I cannot imagine taking my own life–except, perhaps, at the very end, if physical pain should become too difficult to bear. Like Robin, I have much to live for. But depression is a terrible illness.
Robin Williams was never my favorite comedian. George Carlin was, both in life and in death. And I was never a fan of Robin’s movies. Many were heavy-handed message films. Perhaps because of the scripts, but probably because of Robin himself, the characters he portrayed were often cloying and maudlin.
The exception was “Good Morning Vietnam,” because director Barry Levinson had the good sense to chuck the script and let Robin improvise his rantings as an Armed Services Radio disk jockey in the war zone.
Comedic improvisation was Robin’s great gift. No one did it better. Not anyone. Not ever. Only Jim Carrey and Robin’s idol, Jonathan Winters, can be mentioned in the same breath, and they fell a distant second.
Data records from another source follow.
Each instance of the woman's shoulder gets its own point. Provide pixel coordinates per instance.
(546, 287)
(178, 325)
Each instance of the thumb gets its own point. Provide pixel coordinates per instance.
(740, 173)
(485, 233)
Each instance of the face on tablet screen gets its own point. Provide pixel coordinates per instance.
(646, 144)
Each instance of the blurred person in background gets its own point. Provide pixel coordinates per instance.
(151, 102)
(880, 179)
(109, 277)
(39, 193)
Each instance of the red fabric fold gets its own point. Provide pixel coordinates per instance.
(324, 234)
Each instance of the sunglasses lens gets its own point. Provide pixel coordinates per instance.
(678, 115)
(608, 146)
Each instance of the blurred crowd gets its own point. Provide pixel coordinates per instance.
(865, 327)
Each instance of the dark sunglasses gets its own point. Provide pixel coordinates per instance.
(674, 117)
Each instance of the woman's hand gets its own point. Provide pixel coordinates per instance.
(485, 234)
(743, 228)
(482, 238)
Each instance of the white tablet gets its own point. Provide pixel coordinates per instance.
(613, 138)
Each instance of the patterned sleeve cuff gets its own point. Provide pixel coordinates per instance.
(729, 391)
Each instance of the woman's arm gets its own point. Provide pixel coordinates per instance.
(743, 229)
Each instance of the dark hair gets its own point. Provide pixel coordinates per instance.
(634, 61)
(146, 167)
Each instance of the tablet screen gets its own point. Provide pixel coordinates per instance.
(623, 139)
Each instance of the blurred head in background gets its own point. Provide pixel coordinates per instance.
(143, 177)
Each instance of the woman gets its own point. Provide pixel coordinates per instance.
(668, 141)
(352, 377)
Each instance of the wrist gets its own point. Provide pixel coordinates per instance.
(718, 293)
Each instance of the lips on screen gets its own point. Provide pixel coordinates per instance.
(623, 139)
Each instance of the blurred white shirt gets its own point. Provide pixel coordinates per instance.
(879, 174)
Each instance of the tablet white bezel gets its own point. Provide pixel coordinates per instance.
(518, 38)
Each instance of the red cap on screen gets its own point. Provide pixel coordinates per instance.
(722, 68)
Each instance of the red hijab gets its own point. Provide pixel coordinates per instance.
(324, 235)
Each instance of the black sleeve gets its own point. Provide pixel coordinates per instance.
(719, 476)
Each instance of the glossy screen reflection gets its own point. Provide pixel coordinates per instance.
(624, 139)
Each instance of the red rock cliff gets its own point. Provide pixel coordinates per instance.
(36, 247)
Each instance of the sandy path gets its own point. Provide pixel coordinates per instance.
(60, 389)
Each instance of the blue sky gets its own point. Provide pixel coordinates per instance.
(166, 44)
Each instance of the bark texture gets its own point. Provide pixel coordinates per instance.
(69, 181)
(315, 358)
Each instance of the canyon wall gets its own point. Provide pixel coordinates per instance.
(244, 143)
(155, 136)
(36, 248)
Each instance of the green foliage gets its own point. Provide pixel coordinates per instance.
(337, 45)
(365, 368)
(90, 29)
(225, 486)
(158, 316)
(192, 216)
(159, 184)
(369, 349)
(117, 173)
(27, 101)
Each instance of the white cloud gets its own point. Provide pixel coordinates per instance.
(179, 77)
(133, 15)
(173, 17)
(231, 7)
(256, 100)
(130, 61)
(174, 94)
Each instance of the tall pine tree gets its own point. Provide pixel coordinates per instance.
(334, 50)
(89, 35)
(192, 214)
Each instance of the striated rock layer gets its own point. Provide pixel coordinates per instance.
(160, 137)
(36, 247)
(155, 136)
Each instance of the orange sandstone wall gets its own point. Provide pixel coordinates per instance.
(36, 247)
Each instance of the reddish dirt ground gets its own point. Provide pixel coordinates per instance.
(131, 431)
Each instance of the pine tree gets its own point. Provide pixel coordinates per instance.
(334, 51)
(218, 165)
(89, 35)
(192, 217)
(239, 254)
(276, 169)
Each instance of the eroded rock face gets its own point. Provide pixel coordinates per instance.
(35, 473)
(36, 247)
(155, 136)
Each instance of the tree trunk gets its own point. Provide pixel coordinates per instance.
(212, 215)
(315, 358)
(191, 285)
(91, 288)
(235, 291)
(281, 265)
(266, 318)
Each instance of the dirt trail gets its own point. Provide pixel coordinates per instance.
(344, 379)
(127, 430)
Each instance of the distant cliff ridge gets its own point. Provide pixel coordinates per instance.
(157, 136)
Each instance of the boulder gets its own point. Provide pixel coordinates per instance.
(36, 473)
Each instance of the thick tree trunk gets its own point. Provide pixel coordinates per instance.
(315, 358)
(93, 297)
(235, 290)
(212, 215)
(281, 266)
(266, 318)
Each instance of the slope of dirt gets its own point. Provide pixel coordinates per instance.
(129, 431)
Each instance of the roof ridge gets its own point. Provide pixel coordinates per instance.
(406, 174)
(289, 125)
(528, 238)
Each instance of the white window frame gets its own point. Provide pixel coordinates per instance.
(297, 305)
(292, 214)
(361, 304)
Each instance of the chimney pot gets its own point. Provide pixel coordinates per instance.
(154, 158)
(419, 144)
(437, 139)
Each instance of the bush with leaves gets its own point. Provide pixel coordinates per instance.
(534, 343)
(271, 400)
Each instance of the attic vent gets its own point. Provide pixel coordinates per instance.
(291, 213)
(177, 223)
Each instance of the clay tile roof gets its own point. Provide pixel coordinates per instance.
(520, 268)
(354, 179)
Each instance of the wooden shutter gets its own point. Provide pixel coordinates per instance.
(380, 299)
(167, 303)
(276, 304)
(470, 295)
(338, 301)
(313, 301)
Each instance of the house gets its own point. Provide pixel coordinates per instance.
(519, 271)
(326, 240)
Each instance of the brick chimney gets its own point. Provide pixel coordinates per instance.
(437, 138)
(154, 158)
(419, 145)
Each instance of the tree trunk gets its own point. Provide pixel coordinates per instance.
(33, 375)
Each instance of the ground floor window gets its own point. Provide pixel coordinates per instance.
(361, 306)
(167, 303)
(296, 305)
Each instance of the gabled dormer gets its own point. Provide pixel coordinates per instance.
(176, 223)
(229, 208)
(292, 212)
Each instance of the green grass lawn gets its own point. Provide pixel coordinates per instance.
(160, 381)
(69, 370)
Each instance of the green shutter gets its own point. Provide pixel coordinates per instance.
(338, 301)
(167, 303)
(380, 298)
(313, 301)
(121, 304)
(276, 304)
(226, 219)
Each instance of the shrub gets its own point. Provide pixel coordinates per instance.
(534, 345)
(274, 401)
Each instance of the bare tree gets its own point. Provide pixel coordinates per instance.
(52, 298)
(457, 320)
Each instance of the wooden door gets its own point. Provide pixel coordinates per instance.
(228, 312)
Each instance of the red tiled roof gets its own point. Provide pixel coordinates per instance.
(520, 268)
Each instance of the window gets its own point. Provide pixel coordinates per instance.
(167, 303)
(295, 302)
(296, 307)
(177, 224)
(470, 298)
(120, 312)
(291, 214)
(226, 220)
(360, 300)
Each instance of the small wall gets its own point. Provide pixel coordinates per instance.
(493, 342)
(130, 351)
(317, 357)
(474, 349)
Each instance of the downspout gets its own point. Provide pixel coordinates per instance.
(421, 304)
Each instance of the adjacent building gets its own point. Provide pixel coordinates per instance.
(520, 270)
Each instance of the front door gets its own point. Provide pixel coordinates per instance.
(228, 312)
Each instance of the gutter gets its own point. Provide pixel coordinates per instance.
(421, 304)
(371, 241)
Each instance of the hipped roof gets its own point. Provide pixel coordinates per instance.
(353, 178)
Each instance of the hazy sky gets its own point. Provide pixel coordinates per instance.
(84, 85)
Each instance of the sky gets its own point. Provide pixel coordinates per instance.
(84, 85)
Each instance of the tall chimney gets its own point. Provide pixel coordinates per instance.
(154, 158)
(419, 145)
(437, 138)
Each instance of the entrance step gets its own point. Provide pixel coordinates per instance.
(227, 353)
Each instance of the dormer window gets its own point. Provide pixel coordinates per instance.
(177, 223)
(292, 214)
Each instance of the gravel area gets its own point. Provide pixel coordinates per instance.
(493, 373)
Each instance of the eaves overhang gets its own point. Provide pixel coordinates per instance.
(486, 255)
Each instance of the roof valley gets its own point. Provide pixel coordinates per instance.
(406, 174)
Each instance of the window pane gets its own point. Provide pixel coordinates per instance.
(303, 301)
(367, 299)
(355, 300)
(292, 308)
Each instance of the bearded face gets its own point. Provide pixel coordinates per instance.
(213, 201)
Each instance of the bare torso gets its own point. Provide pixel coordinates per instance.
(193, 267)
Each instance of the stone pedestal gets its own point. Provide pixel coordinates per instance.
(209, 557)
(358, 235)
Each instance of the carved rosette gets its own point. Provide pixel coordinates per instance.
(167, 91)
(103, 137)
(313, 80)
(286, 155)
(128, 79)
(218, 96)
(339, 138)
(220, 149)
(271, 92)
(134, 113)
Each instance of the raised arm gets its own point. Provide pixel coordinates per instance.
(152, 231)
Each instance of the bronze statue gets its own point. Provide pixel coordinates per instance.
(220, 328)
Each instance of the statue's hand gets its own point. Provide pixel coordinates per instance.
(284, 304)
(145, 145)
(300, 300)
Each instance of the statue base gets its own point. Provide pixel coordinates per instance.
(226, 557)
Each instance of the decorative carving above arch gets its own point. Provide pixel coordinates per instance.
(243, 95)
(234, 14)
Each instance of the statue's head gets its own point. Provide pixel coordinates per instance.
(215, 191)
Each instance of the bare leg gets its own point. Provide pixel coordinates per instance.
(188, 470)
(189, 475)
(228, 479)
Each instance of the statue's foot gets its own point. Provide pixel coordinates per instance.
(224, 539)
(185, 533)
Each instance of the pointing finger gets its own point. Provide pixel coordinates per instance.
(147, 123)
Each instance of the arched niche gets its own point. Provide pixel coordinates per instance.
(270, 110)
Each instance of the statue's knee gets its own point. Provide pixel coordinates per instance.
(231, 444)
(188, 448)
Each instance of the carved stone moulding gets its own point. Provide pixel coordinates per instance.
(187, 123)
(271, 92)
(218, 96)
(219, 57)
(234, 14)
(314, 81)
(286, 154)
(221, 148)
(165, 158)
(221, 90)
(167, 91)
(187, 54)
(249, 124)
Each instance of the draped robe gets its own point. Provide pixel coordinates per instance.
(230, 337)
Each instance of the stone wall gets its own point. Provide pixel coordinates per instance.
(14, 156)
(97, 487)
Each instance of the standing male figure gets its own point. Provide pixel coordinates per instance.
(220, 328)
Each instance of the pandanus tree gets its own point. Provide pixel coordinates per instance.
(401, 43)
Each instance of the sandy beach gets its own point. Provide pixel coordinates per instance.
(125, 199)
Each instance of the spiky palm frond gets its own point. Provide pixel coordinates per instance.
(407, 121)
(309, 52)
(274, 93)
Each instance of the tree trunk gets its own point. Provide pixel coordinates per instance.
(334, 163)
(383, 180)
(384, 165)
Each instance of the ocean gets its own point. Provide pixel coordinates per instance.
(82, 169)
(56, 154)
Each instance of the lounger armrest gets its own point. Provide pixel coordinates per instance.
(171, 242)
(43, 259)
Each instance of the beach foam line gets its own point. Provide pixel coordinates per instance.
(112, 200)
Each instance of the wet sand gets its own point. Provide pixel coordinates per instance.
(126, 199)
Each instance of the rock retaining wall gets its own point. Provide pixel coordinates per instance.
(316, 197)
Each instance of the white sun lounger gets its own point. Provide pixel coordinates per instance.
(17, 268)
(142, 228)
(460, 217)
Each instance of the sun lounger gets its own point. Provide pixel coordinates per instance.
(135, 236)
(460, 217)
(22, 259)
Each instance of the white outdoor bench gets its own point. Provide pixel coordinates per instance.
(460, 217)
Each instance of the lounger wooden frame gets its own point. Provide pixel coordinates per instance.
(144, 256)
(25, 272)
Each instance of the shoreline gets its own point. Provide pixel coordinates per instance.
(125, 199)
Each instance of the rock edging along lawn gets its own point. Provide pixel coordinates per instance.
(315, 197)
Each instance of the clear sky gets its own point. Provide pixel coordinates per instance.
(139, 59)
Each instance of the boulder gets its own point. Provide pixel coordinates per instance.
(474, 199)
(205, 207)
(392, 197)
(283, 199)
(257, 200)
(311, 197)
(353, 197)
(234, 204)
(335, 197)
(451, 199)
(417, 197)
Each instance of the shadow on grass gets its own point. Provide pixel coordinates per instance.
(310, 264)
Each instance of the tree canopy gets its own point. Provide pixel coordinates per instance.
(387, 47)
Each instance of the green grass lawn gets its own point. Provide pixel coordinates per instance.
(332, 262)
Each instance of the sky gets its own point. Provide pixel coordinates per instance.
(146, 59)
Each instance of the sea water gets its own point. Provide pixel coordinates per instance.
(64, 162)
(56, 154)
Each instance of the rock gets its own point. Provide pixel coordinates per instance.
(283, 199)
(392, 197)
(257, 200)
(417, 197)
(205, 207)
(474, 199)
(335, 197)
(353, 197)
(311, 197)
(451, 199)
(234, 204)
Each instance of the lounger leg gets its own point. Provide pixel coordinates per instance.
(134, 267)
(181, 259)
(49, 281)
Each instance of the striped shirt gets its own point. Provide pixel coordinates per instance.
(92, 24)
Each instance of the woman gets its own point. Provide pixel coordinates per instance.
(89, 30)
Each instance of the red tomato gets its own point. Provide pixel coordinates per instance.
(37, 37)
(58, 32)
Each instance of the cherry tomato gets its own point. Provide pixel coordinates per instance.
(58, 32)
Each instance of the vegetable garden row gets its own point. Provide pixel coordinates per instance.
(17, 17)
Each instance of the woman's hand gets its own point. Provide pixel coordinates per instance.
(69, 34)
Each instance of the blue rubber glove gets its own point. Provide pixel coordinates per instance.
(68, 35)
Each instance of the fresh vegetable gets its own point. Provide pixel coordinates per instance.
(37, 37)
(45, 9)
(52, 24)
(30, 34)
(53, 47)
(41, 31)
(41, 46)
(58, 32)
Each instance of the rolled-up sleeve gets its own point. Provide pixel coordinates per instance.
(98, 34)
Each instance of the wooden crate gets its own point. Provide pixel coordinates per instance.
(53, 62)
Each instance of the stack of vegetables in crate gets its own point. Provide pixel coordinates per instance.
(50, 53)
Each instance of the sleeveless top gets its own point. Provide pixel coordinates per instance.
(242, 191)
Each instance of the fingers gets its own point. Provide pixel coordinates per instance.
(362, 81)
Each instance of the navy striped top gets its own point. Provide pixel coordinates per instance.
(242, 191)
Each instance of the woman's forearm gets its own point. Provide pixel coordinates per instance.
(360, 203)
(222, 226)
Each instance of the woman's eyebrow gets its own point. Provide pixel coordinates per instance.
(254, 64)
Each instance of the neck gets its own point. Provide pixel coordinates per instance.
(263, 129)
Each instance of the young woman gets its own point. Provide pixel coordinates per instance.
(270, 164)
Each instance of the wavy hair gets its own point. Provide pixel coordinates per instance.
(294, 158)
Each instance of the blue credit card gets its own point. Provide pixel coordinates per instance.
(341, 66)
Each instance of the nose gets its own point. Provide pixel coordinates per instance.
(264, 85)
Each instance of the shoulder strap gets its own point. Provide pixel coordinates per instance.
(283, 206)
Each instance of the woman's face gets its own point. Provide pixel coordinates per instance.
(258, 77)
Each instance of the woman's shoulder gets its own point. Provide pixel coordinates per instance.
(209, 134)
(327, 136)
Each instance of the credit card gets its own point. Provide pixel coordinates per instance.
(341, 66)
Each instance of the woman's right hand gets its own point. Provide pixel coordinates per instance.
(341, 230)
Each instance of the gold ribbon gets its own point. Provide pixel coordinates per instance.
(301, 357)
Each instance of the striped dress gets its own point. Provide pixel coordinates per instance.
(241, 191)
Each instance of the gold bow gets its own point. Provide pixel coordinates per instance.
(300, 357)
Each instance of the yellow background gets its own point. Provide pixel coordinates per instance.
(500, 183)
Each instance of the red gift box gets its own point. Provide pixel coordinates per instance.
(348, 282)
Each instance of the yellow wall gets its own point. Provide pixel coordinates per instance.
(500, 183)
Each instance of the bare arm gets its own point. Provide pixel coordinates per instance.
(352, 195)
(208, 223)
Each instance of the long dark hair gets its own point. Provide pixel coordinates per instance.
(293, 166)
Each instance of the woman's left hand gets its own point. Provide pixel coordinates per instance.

He was at his best when he was able to run wild. In his standup routines, of course. In “Mork and Mindy,” where a series of directors gave him free reign. And most of all in his many appearances on late-night talk shows, where his conversations with the likes of Johnny Carson and the others inevitably produced bursts of improvisational brilliance.
One great moment out of many occurred toward the end of his astonishing appearance on “Inside the Actor’s Studio.” The host, James Lipton, asked Robin to explain why his mind worked so much faster than anyone else’s. Robin said he couldn’t explain it but could demonstrate it.
He rose from his seat, approached the audience, and took a pink shawl from a woman in the front row. With this as his prop, he proceeded, in rapid succession, to improvise six very different characters including an oppressed Iranian woman, the Iron Chef, and a car emerging from a car wash. You can find that segment here. But the entire hour-long broadcast is available on YouTube here, and I know you’ll love every second of it.
The mother of a drama student who was in the audience told me the ninety minutes that were aired represented only a fraction of a mind-blowing session that went on for an incredible five hours.
There is no question that Robin Williams was a rare sort of genius. I’m both sad and angry that he is gone. I miss him like crazy.